Order at the Border

This past week the Supreme Court of the United States (SCOTUS) issued a ruling in Riley v. California that dares to uphold the remains of a much abused 4th Amendment. The court ruled that the police may not search the cellphone of someone placed under arrest (often for offenses as trivial as “disobeying a lawful order” or “disorderly conduct”) without first having obtained a search warrant. In the digital age the principal of good design “form follows function” no longer is guaranteed. Digital function is not deducible from physical form; the sublime masks astounding capabilities. The contention was that since traditional wallets can be searched it must follow that anything approximately the same size as a wallet can be searched. A cellphone and a wallet may be comparable in size but that is where the similarities end. The rules that allow the police to search a defendant after an arrest dictate a limited spatial area (typically directly under the suspect’s direct control e.g. a car). So at first blush it might seem that if a cellphone is within that area it is fair game. But that analysis ignores the ways in which technology can redefine notions of spatiality. Cellphones (or the “smart” ones anyway) are not mere digital copies of the old-fashion wallet. They are but a keyhole onto a warehouse of information. Packed into these devices is the equivalent of what formerly would have been contained in ones home years ago; in essence they do indeed house ones “papers, and effects” which the 4th Amendment specifically protects from warrantless searches. Chief Justice John Roberts summarized this idea in his ruling:

 “With all they contain and all they may reveal, they hold for many Americans ‘the privacies of life.’ The fact that technology now allows an individual to carry such information in his hand does not make the information any less worthy of the protection for which the Founders fought. …Our answer to the question of what police must do before searching a cellphone seized incident to an arrest is accordingly simple—get a warrant.”

 

However, as heartening as this decision might be, there still remains today an egregious violation of basic 4th Amendment rights that has time and again been upheld but the SCOTUS: border searches. In the court’s opinion (United States v. Ramsey (1977)) searches made at the border are de facto reasonable because they occur at the border and thus is any conflict with the 4th Amendment extinguished with a mere definitional twist. Border searches do not require suspicion nor a warrant; anything and everything may be legally searched and confiscated for no other reason than that one is crossing an imaginary line.

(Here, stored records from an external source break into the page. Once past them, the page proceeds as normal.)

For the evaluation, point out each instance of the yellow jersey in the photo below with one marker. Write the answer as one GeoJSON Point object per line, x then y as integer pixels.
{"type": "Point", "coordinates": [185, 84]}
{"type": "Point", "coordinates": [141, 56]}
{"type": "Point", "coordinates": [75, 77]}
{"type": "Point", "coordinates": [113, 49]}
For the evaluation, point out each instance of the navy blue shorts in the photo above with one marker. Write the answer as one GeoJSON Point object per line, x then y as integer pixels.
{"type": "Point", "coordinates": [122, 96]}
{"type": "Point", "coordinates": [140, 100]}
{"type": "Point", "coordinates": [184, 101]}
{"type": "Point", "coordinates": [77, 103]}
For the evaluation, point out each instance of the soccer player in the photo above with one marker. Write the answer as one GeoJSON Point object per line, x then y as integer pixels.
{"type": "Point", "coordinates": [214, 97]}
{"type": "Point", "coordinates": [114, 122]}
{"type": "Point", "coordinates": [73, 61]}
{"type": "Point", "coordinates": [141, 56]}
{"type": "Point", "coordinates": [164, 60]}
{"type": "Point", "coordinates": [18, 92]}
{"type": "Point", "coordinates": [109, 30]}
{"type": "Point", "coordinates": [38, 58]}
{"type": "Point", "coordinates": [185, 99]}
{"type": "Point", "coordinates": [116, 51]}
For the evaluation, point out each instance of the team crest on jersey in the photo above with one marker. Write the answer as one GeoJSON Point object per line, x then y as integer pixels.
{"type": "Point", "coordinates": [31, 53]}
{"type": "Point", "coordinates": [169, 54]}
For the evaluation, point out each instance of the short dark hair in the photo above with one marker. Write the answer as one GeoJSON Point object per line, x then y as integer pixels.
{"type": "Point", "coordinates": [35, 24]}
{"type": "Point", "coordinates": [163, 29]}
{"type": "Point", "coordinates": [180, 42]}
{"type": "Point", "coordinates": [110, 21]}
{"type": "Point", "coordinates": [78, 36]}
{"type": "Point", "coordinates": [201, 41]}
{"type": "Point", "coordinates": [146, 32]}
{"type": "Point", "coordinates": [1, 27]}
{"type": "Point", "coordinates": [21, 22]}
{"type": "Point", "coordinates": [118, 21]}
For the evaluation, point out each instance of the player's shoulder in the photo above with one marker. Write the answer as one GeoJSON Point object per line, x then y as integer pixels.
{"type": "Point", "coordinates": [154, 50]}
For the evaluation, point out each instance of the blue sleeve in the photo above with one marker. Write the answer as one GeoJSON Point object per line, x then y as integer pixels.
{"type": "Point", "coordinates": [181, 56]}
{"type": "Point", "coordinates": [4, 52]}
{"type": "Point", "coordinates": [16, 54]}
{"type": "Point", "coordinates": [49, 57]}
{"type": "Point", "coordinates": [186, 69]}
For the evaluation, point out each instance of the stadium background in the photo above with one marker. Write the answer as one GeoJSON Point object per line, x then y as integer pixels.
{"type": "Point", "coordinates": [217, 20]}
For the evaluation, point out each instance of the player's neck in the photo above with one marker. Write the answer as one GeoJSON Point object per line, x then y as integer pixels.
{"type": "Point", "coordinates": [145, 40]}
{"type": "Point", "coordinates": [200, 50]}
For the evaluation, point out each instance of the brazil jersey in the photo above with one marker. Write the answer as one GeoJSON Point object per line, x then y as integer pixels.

Even if one is inclined to believe that such border searches are necessary to keep out criminals and “illegals,” what may surprise you to learn is that the “border” is defined as 100 miles inland from the actual border (aka a “Constitution Free Zone” that encompasses two-thirds of the US population). What that means is that anyone, anywhere within 100 miles of a US border may be legally detained and searched for no reason at all by the DHS or ICE goon squads. They may seize electronic devices (phones, laptops), copy them wholesale, return them, and then rummage through one’s personal information at their leisure. That this does not currently happen routinely is small comfort; there is not a single barrier to the legality of such behavior. If you are within 100 miles of the border you are fair game. You may think you have nothing to hide, but do you really want total strangers looking at your photos and reading your emails? Secondarily, there is nothing objective about the 100-mile value – it could be changed to whatever arbitrary value our wise overlords deem necessary to maintain, “order at the border.” We are just one crisis away from a 250 or 500 mile border zone.

So while we may applaud the SCOTUS for their recent affirmation of 4th amendment protections, let us not forget to jeer them when they continue to permit those same protections to vanish at the border.